Estamos atravesando una época única en la que cualquier disidencia al relato hegemónico le vale al díscolo la acusación de “conspiranoico”.
“Conspiranoico” es un neologismo que se usa como adjetivo calificativo despectivo, contracción de “conspiración” y “paranoico”. En el habla coloquial, paranoico es el que se persigue solo, ante una amenaza que puede ser real o imaginaria, pero sobre todo cuando o es imaginaria o de existir, en el plano de la realidad no significa amenaza alguna para el sujeto. El conspiranoico, entonces, sería una persona insegura que siente constantemente la amenaza de una serie de enemigos que la están persiguiendo, sobre todo si ese enemigo es una corporación o una serie de corporaciones cuyo interés sería aniquilar a la especie humana o dominarla.
Para el común de la sociedad, entonces, el conspiranoico cree que existe una red de conspiraciones imaginarias y que gobiernan el mundo. Por lo tanto, el epíteto “conspiranoico” resulta siendo la salvaguarda perfecta del sistema de gobernanza que impera sobre el mundo globalizado en la actualidad.

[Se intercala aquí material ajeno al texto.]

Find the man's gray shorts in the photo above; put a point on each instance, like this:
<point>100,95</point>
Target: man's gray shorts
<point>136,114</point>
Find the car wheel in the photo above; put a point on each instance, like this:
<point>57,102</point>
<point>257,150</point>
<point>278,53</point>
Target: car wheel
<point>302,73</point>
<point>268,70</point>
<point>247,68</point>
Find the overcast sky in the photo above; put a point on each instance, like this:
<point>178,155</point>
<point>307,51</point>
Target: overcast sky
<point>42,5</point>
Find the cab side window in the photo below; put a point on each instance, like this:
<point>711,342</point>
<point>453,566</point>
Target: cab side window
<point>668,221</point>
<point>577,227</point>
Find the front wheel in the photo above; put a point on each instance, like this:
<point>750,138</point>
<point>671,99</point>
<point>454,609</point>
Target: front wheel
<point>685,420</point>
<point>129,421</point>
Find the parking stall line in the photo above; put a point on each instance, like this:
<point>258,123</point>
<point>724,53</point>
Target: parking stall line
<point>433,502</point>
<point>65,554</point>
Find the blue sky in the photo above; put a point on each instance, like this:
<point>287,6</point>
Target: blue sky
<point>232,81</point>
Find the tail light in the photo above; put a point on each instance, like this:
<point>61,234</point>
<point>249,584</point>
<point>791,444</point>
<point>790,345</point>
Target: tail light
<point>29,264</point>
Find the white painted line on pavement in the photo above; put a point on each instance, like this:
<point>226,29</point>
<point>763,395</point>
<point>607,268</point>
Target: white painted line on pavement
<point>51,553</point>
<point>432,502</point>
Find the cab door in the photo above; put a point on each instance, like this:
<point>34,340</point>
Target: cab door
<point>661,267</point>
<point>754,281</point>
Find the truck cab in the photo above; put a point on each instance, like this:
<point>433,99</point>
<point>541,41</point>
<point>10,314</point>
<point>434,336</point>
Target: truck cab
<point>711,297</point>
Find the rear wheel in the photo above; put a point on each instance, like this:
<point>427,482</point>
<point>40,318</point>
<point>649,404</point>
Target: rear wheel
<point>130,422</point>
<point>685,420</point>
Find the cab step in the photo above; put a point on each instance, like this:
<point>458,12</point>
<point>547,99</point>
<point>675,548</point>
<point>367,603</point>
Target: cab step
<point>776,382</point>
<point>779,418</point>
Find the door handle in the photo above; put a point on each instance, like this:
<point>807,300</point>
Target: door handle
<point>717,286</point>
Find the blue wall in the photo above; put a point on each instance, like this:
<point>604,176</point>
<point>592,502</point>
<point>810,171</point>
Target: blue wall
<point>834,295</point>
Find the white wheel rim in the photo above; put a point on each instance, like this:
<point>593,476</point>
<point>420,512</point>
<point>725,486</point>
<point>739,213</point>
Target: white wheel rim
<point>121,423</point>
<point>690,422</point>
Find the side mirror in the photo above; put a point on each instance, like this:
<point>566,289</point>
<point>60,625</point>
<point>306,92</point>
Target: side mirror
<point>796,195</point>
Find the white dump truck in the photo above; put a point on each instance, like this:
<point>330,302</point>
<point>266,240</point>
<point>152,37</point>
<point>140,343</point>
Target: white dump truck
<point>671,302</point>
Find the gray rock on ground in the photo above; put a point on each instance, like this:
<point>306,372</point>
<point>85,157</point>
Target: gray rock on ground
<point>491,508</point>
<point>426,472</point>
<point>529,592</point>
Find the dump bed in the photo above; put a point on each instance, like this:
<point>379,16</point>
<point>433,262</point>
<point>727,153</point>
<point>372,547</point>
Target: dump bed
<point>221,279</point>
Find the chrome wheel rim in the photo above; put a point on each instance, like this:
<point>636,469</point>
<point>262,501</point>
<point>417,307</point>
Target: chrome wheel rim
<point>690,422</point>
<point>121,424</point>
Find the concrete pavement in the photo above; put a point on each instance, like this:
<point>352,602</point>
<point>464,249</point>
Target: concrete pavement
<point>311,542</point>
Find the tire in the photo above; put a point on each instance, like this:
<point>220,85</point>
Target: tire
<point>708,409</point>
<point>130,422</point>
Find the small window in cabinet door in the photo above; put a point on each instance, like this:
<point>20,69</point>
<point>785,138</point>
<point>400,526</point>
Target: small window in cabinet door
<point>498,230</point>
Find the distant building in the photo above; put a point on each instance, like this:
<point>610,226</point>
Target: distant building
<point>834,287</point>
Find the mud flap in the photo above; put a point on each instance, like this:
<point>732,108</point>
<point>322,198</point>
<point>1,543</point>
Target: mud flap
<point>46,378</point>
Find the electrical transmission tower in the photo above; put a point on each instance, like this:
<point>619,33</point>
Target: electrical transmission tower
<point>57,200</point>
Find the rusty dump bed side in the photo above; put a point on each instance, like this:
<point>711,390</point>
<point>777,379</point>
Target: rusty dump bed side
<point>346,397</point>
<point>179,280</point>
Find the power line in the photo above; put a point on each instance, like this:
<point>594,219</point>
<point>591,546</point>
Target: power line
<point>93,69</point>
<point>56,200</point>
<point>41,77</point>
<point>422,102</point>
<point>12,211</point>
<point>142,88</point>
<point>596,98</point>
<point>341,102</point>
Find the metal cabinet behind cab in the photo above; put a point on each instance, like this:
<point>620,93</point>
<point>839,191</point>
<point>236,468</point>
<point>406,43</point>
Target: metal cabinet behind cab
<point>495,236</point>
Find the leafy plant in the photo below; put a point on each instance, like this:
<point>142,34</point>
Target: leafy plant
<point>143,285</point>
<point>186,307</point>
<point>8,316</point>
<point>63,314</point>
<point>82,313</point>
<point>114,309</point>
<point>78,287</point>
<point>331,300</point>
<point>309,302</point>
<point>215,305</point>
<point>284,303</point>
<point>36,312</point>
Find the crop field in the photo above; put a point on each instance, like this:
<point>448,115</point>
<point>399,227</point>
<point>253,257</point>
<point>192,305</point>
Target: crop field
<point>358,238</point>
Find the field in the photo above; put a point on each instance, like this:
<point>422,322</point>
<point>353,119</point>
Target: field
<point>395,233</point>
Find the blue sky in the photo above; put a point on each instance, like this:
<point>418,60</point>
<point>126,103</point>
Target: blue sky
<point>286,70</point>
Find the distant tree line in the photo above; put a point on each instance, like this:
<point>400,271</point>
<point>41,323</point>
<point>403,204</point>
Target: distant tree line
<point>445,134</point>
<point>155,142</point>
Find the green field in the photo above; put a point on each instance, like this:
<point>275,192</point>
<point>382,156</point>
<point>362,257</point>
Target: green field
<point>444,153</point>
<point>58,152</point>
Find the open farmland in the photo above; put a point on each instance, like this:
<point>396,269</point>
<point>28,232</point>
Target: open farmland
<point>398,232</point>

Hace algunos días una servidora veía la primera parte de la cuarta entrega de la saga de películas de ciencia ficción Matrix: Resurrecciones, a pesar de no haber visto ninguna de las tres entregas anteriores y aunque a esta altura de la historia difícilmente pueda uno encontrarse con un exponente de su generación que no tenga una vaga idea acerca de qué se trata el argumento de la saga.
Más o menos todos conocemos la historia general, pero en la cuarta entrega lo que llama particularmente la atención y más tomando en cuenta los mecanismos básicos de funcionamiento de la ingeniería del lenguaje —como, por ejemplo, la utilización del primado negativo— fue que se nos muestre cómo el poder logra, banalizando ciertas realidades, negarlas. Así, la realidad que se quiere ocultar se muestra, pero ridiculizada. Y de ese modo se la diluye y se le hace creer al público que de hecho es ficción, materia de los delirios de los “conspiranoicos”.